Inside my paperback copy of One Hundred and One Famous Poems there is a yellowing bookmark. The book itself is rather plain: a Barnes & Noble publication with a faux-marbled cover and many sentimental poems, all rhyming. Nevertheless, the editor of the collection had taken great care in elevating this rather drab idea for a book into an endearing compilation of verse. He had even written his preface as a contemporary poem, meaningful line breaks and all. It ends: “It is the purpose of this little volume to enrich, ennoble, / encourage. And for man, who has learned to love / convenience, it is hardly larger than his concealing pocket.”
Maybe it was for that portable quality that I had decided to take the book with me on my three-week study abroad trip to Greece in the summer of 2006. It went halfway around the world with me and returned to the United States with a new bookmark: a receipt of purchase from an Athenian cafe. The receipt-bookmark, as I mentioned, now looks aged, and the ink has smudged deeper into the paper and lightened to a gray in the process.
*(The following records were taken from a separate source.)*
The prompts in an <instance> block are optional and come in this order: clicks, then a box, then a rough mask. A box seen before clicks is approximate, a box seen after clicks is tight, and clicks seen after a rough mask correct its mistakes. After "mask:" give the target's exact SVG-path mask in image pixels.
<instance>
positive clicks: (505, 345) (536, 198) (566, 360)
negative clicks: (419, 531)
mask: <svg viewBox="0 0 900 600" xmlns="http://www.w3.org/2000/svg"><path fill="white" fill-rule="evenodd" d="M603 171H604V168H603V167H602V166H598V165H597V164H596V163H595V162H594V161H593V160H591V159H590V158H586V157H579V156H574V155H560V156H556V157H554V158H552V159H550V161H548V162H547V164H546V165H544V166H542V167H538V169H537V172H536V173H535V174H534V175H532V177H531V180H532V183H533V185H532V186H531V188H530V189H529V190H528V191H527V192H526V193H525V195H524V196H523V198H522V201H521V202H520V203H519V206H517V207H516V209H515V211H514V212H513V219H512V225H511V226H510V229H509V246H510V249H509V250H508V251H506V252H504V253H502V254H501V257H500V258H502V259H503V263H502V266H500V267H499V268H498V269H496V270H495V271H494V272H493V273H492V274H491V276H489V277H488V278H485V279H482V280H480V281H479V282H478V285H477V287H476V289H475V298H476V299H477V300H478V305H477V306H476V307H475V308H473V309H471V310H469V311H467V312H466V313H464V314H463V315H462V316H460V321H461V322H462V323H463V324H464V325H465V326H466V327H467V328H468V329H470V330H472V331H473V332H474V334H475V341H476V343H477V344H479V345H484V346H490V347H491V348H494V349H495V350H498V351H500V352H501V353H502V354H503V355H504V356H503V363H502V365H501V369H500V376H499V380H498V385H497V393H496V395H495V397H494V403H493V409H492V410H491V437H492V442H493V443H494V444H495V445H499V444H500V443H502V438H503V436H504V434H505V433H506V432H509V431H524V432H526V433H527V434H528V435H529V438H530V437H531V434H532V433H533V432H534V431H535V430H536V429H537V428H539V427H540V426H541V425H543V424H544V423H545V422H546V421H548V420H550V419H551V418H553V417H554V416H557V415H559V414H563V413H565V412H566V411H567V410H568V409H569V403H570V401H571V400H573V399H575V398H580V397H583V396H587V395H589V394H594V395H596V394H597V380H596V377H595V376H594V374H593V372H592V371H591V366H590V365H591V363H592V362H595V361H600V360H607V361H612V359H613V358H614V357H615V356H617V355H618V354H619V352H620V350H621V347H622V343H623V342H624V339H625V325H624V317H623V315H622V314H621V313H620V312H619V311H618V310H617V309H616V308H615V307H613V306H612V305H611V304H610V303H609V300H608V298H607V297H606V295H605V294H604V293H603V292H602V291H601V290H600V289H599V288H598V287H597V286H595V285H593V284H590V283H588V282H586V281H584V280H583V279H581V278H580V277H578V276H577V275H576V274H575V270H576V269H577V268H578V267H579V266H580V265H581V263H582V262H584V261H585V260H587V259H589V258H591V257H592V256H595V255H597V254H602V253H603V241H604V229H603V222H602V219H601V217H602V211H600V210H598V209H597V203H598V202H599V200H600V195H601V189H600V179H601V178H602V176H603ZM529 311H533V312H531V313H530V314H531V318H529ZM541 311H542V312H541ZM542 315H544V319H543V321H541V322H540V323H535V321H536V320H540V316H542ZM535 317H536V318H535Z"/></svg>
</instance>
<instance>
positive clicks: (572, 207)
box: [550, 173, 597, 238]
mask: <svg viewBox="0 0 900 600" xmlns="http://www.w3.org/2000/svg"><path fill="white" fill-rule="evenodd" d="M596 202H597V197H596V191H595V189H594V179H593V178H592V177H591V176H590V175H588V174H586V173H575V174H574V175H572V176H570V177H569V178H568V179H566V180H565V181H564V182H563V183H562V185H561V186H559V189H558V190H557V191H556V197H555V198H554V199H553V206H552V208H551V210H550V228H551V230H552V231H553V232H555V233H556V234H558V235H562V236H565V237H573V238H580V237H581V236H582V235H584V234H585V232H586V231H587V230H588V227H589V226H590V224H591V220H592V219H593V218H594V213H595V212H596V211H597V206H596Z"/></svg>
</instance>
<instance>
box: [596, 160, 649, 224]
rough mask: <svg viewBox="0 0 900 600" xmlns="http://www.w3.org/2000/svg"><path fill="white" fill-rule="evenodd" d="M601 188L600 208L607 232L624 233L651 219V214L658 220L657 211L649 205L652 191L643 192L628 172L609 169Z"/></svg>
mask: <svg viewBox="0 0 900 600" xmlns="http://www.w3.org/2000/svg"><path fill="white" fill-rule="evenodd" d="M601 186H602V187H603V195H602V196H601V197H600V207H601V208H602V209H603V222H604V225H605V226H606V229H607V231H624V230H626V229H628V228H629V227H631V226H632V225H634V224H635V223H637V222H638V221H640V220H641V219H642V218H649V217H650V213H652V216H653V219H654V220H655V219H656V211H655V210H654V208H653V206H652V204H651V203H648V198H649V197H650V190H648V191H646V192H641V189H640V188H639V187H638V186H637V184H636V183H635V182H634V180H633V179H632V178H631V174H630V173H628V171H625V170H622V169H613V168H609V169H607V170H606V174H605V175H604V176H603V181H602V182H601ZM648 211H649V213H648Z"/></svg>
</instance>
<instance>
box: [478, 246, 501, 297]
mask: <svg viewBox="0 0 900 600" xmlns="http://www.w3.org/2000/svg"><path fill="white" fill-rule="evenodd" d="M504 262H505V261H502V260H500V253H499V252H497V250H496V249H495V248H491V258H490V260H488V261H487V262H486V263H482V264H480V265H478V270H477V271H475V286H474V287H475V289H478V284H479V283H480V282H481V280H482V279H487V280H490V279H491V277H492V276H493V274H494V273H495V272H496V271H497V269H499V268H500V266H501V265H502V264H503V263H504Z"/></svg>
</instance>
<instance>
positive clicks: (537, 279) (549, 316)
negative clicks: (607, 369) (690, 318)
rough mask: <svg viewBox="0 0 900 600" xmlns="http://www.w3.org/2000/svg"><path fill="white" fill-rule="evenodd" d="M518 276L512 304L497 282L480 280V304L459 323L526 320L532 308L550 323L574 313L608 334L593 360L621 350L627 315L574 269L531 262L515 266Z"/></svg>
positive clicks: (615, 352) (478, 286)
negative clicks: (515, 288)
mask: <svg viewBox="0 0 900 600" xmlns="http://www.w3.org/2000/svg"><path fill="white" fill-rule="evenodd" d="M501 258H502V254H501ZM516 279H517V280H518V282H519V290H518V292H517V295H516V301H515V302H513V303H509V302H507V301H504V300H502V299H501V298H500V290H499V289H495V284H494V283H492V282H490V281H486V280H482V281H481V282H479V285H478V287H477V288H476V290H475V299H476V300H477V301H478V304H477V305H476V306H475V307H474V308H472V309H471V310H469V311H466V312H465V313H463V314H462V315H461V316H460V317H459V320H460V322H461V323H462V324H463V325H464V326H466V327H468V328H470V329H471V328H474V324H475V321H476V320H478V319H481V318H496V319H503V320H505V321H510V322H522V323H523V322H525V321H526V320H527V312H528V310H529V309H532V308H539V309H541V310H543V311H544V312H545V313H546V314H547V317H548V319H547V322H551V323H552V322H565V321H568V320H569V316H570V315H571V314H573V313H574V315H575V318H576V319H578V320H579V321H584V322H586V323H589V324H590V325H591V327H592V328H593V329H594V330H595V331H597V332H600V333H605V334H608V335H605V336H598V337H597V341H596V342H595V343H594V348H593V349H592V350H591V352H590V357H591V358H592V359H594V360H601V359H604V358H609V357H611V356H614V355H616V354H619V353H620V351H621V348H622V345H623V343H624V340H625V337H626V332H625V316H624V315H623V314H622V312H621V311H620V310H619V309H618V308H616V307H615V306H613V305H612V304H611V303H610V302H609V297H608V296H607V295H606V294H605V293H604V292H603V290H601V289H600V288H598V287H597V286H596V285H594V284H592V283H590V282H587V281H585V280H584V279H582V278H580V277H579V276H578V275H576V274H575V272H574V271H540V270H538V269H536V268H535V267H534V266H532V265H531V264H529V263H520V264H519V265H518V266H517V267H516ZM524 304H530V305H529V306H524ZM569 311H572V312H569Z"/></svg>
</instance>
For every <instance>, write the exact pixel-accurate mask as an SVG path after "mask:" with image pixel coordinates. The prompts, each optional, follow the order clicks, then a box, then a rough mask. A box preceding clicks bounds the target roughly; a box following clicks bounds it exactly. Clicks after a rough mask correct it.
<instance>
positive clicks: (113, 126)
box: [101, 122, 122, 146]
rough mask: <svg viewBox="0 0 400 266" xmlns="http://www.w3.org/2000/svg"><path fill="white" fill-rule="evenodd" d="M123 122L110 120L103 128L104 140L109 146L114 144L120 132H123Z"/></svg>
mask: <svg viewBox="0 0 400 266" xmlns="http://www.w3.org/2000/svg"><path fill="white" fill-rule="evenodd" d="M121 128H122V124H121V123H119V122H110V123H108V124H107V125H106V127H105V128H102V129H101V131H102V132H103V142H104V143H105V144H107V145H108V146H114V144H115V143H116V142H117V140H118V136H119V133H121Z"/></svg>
The top of it has creased where it protruded beyond the dimensions of the book, and on that portion is written in Greek letters the name of the establishment from which it came: *DIOGENES*.
Diogenes Cafe is located in the Plaka neighborhood of Athens, just below the base of the Acropolis, and its name strangely fit the purpose of my visits during that summer. During the trip, I lived with a group of about twenty American students from my university. When I felt like being as reclusive as the famous philosopher Diogenes (who lived in a tub in the marketplace of ancient Athens), I would walk from our hotel, then meander up the cobblestone alleys of the Plaka to the Diogenes Cafe, order a small cup of strong Greek coffee and a delicious local dessert of yogurt and honey, and read, sometimes from the small book of poetry that I had brought with me.
Reading poems in sequence, one after another, from a collection compiled by an editor is somewhat like watching a movie where every scene is acted by different characters in new settings and portraying unique storylines. Luckily the poems of this particular compilation were arranged with heart and style, so the expectations created by one author’s verse would be fulfilled by the emotions evoked in the next. The rhyming words ebbed and flowed from poem to poem like the waves of Homer’s wine-dark Mediterranean Sea, which wasn’t far away from me at the time.